DEFAULT_OUTPUT="/usr/local/etc/unbound.opnsense.d/vlan-views.conf"
# ============================================================================
# Functions
# ============================================================================
usage() {
cat << EOF
Usage: $0 <input_file> [output_file] [domain_suffix]
Generate Unbound VLAN-specific DNS views configuration.
Arguments:
input_file - CSV file containing VLAN definitions (required)
output_file - The output configuration file (default: /usr/local/etc/unbound.opnsense.d/vlan-views.conf)
domain_suffix - The domain to use (default: "myhouse.home.arpa")
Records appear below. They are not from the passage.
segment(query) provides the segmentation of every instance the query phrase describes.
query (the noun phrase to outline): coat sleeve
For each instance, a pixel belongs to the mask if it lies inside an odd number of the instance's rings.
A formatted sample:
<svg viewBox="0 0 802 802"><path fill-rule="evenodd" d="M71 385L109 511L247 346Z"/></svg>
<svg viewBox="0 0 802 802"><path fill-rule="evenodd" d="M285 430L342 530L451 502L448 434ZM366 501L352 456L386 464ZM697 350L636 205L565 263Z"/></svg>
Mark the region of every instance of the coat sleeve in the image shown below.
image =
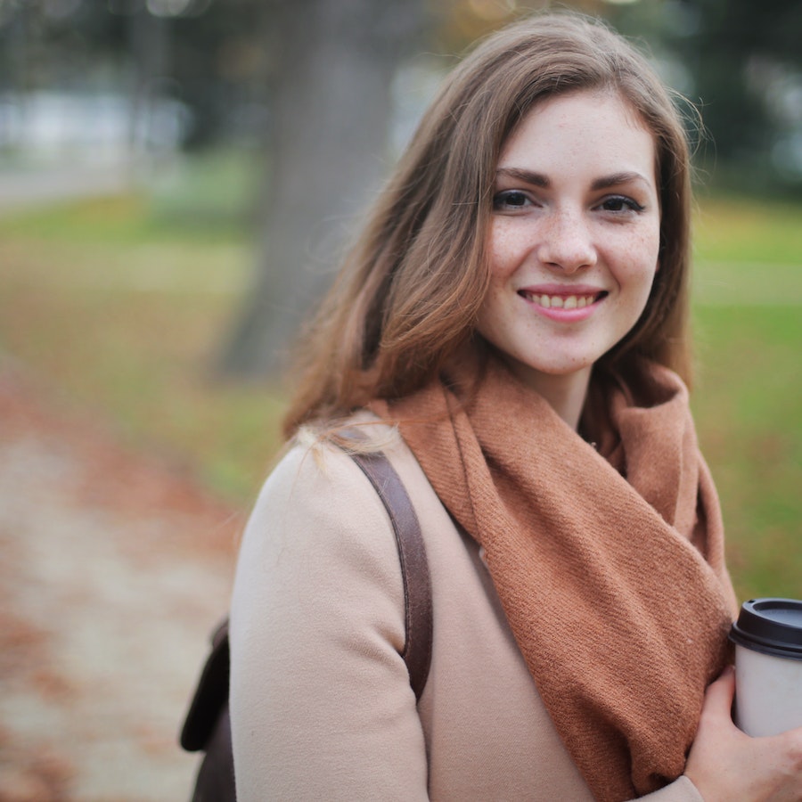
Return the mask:
<svg viewBox="0 0 802 802"><path fill-rule="evenodd" d="M389 516L336 449L291 451L243 536L231 611L237 798L428 799Z"/></svg>

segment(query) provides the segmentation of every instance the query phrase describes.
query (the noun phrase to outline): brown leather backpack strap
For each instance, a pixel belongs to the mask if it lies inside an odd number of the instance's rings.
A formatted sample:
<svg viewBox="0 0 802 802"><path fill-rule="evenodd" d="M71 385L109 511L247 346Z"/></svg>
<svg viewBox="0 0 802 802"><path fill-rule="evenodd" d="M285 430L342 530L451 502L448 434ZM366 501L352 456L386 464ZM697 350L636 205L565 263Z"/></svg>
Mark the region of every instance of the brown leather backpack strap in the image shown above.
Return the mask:
<svg viewBox="0 0 802 802"><path fill-rule="evenodd" d="M432 639L431 580L421 524L404 483L381 452L350 455L370 479L393 525L406 616L406 641L401 656L415 699L420 700L429 676Z"/></svg>

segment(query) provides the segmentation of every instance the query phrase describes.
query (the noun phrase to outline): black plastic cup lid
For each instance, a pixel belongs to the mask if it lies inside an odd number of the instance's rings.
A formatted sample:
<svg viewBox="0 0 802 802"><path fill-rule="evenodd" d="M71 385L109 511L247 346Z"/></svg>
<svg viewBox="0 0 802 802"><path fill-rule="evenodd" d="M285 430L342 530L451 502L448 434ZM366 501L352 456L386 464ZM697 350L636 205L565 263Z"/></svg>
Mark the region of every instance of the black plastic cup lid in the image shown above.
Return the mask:
<svg viewBox="0 0 802 802"><path fill-rule="evenodd" d="M739 646L802 660L802 601L750 599L744 602L730 640Z"/></svg>

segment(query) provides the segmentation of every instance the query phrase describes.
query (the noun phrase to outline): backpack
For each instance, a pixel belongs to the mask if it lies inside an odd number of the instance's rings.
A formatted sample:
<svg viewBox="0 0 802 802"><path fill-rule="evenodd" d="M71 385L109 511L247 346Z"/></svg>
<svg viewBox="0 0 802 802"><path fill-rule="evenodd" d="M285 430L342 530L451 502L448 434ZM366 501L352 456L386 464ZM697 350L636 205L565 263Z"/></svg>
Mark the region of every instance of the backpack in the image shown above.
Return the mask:
<svg viewBox="0 0 802 802"><path fill-rule="evenodd" d="M431 583L421 526L398 474L381 452L349 456L370 479L389 515L401 562L406 640L401 656L420 700L431 660ZM192 802L235 802L228 710L228 618L215 629L212 648L181 730L181 746L204 751Z"/></svg>

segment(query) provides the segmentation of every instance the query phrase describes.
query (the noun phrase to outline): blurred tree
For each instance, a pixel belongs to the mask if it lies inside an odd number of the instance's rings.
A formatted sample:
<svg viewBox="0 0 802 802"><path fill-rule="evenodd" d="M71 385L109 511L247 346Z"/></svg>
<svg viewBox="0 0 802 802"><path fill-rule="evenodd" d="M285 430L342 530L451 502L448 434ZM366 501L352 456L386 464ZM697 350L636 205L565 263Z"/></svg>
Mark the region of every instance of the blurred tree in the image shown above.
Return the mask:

Input file format are comma seperated values (CSV):
VLAN_ID,SUBNET,HOSTNAME,IP_ADDRESS
Example input file:
# IoT VLAN 112 - 192.168.112.0/24
112,192.168.112.0/24,smart_washer,192.168.112.12
112,192.168.112.0/24,security_camera,192.168.112.15
# Guest VLAN 88 - 192.168.88.0/24
88,192.168.88.0/24,scanner,192.168.88.10
88,192.168.88.0/24,printer,192.168.88.20
# Systems Untagged VLAN - 192.168.0.0/24
systems,192.168.0.0/24,router,192.168.0.10
systems,192.168.0.0/24,nas,192.168.0.20
# KidsNet Untagged VLAN - 10.0.0.0/24
kids,10.0.0.0/24,zigbee_light,10.0.0.10
kids,10.0.0.0/24,fedorasugar,10.0.0.20
Example usage:
$0 vlans.txt
$0 vlans.txt /tmp/test-views-output.conf
$0 vlans.txt <output_file_required_if_using_custom_domain> mycustom.domain.fantastic
Validate it works:
configctl unbound check # Validate configuration
configctl unbound restart # Apply changes
EOF
exit 1
}
log_info() {
echo "[INFO] $*" >&2
}
log_error() {
echo "[ERROR] $*" >&2
}
validate_input() {
local input_file="$1"
if [ ! -f "$input_file" ]; then
log_error "Input file not found: $input_file"
exit 1
fi
if [ ! -r "$input_file" ]; then
log_error "Input file not readable: $input_file"
exit 1
fi
# Check if file has any valid data lines
if ! grep -qE '^[^#]' "$input_file" 2>/dev/null; then
log_error "Input file contains no valid data (only comments or empty)"
exit 1
fi
}
# ============================================================================
# Main Script
# ============================================================================
# Check arguments
if [ $# -lt 1 ]; then
usage
fi
INPUT_FILE="$1"
OUTPUT_FILE="${2:-$DEFAULT_OUTPUT}"
DOMAIN_SUFFIX="${3:-$DEFAULT_DOMAIN_SUFFIX}"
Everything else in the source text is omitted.